Pseudomonas aeruginosa amprは、AMPCおよびPoxBベータラクタマーゼ、プロテアーゼ、定足数センシング、およびその他の病原性因子の発現を調節するグローバルな転写因子です。

腸内菌科のメンバーでは、ベータラクタマーゼをコードするAMPCは、上流の分岐した転写された遺伝子AMPRによって調節されています。ただし、緑膿菌では、AMPCの調節は理解されていません。この研究では、緑膿菌AMPR変異体PaoAmprの特性と同一性AMPR+親の特性を比較しました。AMPR変異により、AMPC産生が大幅に変化しました。抗生物質がない場合、PaoAmprは基底ベータラクタマーゼレベルの増加を発現しました。ただし、この増加に続いて、P（AMPC）プロモーター活性の付随的な増加はありませんでした。タンパク質と転写分析の矛盾により、別の染色体AMPR調節ベータラクタマーゼPOXBの存在を発見するようになりました。緑膿菌AMPRの発現は、大腸菌のAMPCおよびPOXBからのベータラクタマーゼ産生を大幅に変化させることがわかりました。さらに、PaoAmprの構成的P（AMPR）プロモーター活性は、AMPRが誘導者の非存在下または存在下で自己調節しないことを示しました。さらに、AMPR変異を運ぶ株が野生型株よりも高いレベルのピオシアニンとLASAプロテアーゼとLASBエラスターゼのより低いレベルを生成したため、AMPRがグローバルレギュレーターであることを実証しました。
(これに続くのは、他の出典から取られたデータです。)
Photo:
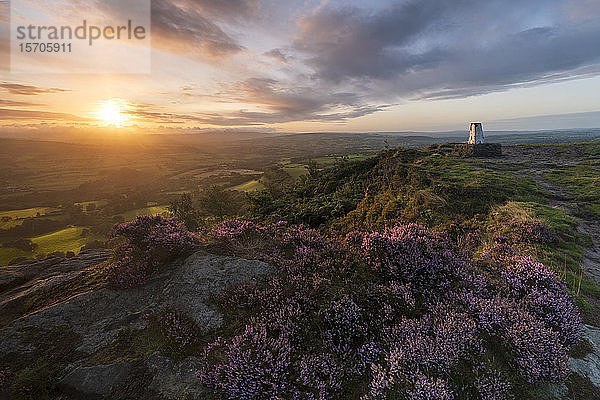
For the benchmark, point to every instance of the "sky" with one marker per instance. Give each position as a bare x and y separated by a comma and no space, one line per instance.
348,66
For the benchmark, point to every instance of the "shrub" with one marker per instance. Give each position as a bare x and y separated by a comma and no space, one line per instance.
150,241
395,314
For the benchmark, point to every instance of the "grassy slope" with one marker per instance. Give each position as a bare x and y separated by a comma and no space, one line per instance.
65,240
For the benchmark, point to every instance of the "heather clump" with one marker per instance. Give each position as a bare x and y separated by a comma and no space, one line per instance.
412,254
397,314
149,241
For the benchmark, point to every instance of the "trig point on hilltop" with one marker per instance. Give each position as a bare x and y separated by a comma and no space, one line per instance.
476,146
476,133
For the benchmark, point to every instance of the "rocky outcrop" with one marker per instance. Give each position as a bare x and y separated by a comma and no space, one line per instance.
478,150
589,365
33,282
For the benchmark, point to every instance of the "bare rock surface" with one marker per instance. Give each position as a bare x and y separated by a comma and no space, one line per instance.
97,316
175,380
95,381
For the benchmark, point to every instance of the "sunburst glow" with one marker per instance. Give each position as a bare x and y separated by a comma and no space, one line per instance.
114,112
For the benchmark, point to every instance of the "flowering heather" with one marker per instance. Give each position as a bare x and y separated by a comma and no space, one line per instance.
256,366
541,293
537,352
150,241
426,388
383,315
412,254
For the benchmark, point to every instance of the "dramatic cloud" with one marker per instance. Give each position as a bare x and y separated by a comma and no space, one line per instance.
276,55
443,49
28,90
12,103
185,28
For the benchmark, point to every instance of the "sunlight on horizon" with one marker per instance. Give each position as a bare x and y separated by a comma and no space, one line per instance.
114,112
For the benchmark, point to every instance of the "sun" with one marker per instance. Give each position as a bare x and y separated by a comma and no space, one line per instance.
114,112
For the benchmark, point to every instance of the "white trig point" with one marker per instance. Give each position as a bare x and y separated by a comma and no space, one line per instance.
476,133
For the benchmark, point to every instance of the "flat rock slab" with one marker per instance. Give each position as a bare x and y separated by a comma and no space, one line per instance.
96,381
98,316
175,380
589,366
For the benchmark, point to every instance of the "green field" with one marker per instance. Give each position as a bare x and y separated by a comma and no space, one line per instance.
250,186
10,219
296,172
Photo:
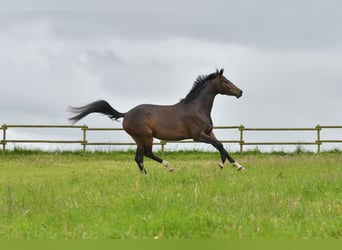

LASAレベルの増加は、P（LASA）、P（LASI）、およびP（LASR）発現と正の相関がありました。LASB活性の減少は、P（RHLR）発現と正の相関がありました。したがって、AMPRは二重の役割を果たし、AMPC、LASB、およびRHLR発現レベルを積極的に調節し、POXB、LASA、LASI、およびLASR発現レベルを負に調節します。

In members of the family Enterobacteriaceae, ampC, which encodes a beta-lactamase, is regulated by an upstream, divergently transcribed gene, ampR. However, in Pseudomonas aeruginosa, the regulation of ampC is not understood. In this study, we compared the characteristics of a P. aeruginosa ampR mutant, PAOampR, with that of an isogenic ampR+ parent. The ampR mutation greatly altered AmpC production. In the absence of antibiotic, PAOampR expressed increased basal beta-lactamase levels. However, this increase was not followed by a concomitant increase in the P(ampC) promoter activity. The discrepancy in protein and transcription analyses led us to discover the presence of another chromosomal AmpR-regulated beta-lactamase, PoxB. We found that the expression of P. aeruginosa ampR greatly altered the beta-lactamase production from ampC and poxB in Escherichia coli: it up-regulated AmpC but down-regulated PoxB activities. In addition, the constitutive P(ampR) promoter activity in PAOampR indicated that AmpR did not autoregulate in the absence or presence of inducers. We further demonstrated that AmpR is a global regulator because the strain carrying the ampR mutation produced higher levels of pyocyanin and LasA protease and lower levels of LasB elastase than the wild-type strain. The increase in LasA levels was positively correlated with the P(lasA), P(lasI), and P(lasR) expression. The reduction in the LasB activity was positively correlated with the P(rhlR) expression. Thus, AmpR plays a dual role, positively regulating the ampC, lasB, and rhlR expression levels and negatively regulating the poxB, lasA, lasI, and lasR expression levels.